The first job where hard hats became compulsory was the Golden Gate Bridge in 1933. The grandson of the inventor writes on the Bullard website:

"The project’s chief engineer, Joseph B. Strauss, shared a vision with my grandfather that the workplace could be a safer environment for the worker. One problem the bridge project faced was falling rivets, which could cause serious injury,” said Bullard. “My grandfather transformed the mining helmet into a durable industrial hard hat.”

NIOSH/Public Domain

The helmet biz has been good for the Bullard company, which is still going strong. Everyone in construction wears a helmet all the time, even if they are standing in an open field and the only thing that is ever going to hit their head is pigeon poop. It has become a symbol as much as a piece of protective gear.

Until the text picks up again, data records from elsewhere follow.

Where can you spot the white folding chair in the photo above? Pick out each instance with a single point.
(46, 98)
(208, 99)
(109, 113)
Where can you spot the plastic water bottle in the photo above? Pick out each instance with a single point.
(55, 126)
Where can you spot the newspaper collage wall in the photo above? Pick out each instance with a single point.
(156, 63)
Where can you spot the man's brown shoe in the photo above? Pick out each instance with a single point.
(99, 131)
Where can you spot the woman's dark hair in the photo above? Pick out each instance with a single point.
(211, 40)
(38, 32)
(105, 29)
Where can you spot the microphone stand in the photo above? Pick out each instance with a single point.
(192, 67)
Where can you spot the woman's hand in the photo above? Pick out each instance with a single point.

Now everyone thinks that helmets are magic. But as the National Institute for Occupational Safety and Health (NIOSH) notes, there is a Hierarchy of Controls, an order in which you do things.

The Center for Disease Control notes that PPE is good, but the first thing you should do is get rid of the hazard.

Administrative controls and PPE [personal protective equipment] are frequently used with existing processes where hazards are not particularly well controlled. Administrative controls and PPE programs may be relatively inexpensive to establish but, over the long term, can be very costly to sustain. These methods for protecting workers have also proven to be less effective than other measures, requiring significant effort by the affected workers.

On this 100th birthday of the hard hat, it's time to acknowledge that all the experts recognize that the first thing you do is remove the hazard. Then replace the hazard. Then separate people from the hazard. Then, lastly, you protect the worker.

Queen Anne Greenways hierachy
©. Queen Anne Greenways

© Queen Anne Greenways

This is why we go on about bike helmets. They are great; I wear one. But if you designed our communities properly, with separated bike lanes that eliminate the hazard, you wouldn't need one, which is why almost nobody wears them in the Netherlands or Denmark.

On this 100th birthday of the construction helmet, let's remember that they are at the bottom of the pyramid, the least effective method of protection. But instead we will probably have another hundred years of drivists complaining about cyclists.